Quando o rei encontrou uma encruzilhada e, para nossa sorte, escolheu todos os caminhos.
Roberto Carlos é desses artistas que despertam discussões acaloradas. Para uns é o representante maior, ou mesmo até o pai, do que ficou conhecido como música brega. Para outros é um dos maiores autores e intérpretes da Música Popular Brasilera. E popular, parece, é a palavra chave para entender a rejeição de seu nome por parte da crítica.
Se existe algo do que Roberto pode ser acusado sem defesa é o fato de ser popular até hoje, com mais de cinquenta anos de carreira. De ídolo das matinês da Jovem Guarda ao cantor romântico que pedia o café da manhã para a amada. De negro gato ao homem de ar cansado em mais um especial de fim de ano transmitido em cadeia nacional.

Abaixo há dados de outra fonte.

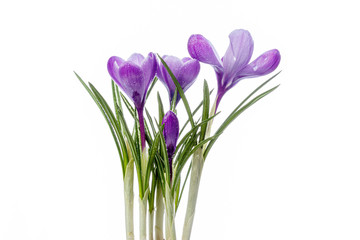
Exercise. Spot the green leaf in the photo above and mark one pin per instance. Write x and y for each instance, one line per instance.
(173, 102)
(205, 114)
(192, 131)
(253, 92)
(151, 87)
(183, 187)
(193, 113)
(181, 92)
(152, 153)
(133, 152)
(131, 110)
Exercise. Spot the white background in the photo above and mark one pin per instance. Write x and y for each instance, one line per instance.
(288, 168)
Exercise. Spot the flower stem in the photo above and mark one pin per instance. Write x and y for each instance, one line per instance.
(151, 225)
(142, 127)
(143, 211)
(129, 200)
(197, 166)
(159, 217)
(170, 215)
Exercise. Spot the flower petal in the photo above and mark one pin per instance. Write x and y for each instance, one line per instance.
(238, 53)
(171, 132)
(188, 73)
(132, 82)
(201, 49)
(174, 64)
(149, 67)
(264, 64)
(113, 67)
(136, 58)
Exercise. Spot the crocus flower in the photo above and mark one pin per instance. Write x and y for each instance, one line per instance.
(134, 77)
(185, 71)
(234, 66)
(171, 134)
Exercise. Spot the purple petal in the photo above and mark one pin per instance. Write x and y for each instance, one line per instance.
(113, 68)
(264, 64)
(171, 131)
(238, 53)
(188, 73)
(149, 67)
(136, 58)
(185, 59)
(201, 49)
(174, 64)
(132, 82)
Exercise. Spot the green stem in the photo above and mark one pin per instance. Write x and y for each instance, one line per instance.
(151, 225)
(197, 166)
(129, 200)
(170, 215)
(143, 212)
(159, 218)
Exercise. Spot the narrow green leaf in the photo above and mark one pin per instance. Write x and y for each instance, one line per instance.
(161, 109)
(152, 153)
(193, 113)
(184, 184)
(131, 110)
(256, 89)
(205, 114)
(173, 102)
(151, 87)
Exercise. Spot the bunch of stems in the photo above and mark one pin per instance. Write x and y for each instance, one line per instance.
(160, 192)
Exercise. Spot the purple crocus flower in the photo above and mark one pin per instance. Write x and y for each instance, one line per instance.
(234, 66)
(185, 71)
(171, 134)
(134, 77)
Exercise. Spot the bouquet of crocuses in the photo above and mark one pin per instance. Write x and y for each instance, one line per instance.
(153, 145)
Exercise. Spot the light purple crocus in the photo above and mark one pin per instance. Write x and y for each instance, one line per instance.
(234, 66)
(171, 134)
(134, 77)
(185, 71)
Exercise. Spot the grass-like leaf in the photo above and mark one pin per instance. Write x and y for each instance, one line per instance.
(151, 87)
(205, 114)
(161, 109)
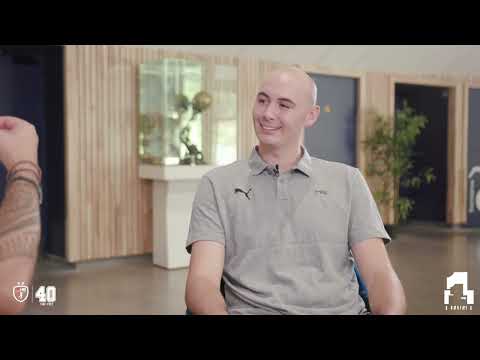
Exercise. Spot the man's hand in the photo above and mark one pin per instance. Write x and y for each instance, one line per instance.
(18, 141)
(385, 292)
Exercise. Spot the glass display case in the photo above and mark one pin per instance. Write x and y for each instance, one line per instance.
(188, 113)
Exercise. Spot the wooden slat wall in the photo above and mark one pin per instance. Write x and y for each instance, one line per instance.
(378, 90)
(109, 209)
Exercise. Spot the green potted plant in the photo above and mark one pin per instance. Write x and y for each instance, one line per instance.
(390, 150)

Roberto arrasta milhões para a frente da tevê e para a plateia de seus shows. Para a maioria dessas pessoas, pouco importa o repertório. Aliás, imagina-se que a surpresa não é um elemento esperado em suas apresentações. Elas querem Roberto. O mesmo de sempre, com uma música nova ou duas, sobre baixinhas ou gordinhas, que são perdoadas pelo bem do espetáculo. Mas vale lembrar que nem sempre foi assim.
Houve um tempo em que Roberto buscava novos rumos para sua música. Se no início, quando emulava João Gilberto cantando bossa nova, não teve muito sucesso, encontrou no rock o veículo perfeito para seus primeiros sucessos. Mas, com o final dos anos de 1960 e a derrocada da Jovem Guarda, era preciso encontrar outra direção. Em 1971, ele conseguiu.
Chamado Roberto Carlos, como tantos outros do cantor, o trabalho é conhecido como “o de 71” ou “o de ‘Detalhes’”, e se tornou um dos maiores sucessos de toda sua carreira. Curiosamente, o que faz esse disco interessante não é o sucesso romântico, nem o rock ou a soul music. É a maneira como as diferentes influências se aproximam, como as faixas se costuram nos dois lados do vinil.
Vamos lá, sem ordem ou critério: “Como dois e dois” e “Debaixo dos caracóis dos seus cabelos” (a primeira de e a segunda para Caetano Veloso), “Detalhes”, “De tanto amor” e “Todos estão surdos” são clássicos absolutos do cancioneiro popular. “Você não sabe o que vai perder” (de Renato Barros) é outro grande momento. “Traumas” e “Amada Amante” têm seu público, mas essas duas trazem consigo o peso da direção que Roberto seguiria a partir dali, adotando o romantismo exacerbado em detrimento da espontaneidade. Durante o restante da década ainda veríamos algumas fagulhas criativas, mas nada que recriasse a energia desse álbum.
Ali encontramos um artista aceitando riscos, dialogando com referências contemporâneas e conseguindo, apesar de maneirismos do momento, tornar-se atemporal. Essa qualidade é observada pelo simples fato do ouvinte, hoje ser capaz de ignorar alguns timbres de qualidade duvidosa vindos de “novidades tecnológicas”. Ou pela constatação de que nenhuma regravação superou, ou mesmo chegou perto, de sua gravação original. Nem mesmo as do próprio cantor.
Outro dia, em uma loja de departamento, vi a emblemática capa desse disco (um desenho simples do artista sobre um fundo branco) em uma prateleira. Não resisti e acabei comprando um. Em casa, o desgosto de descobrir uma edição absurdamente mal acabada, sem nem ao menos a ficha técnica. O som, aparentemente, foi apenas transferido para o formato CD, sem nova masterização. Pensei cá com meus botões: será que um trabalho desses não merecia um tratamento adequado? Será que o público desse artista não merecia um tratamento adequado? No final, ficou a impressão que a edição é quase uma justificativa ou convite para o enterro da indústria fonográfica no país. E para o florescimento do download.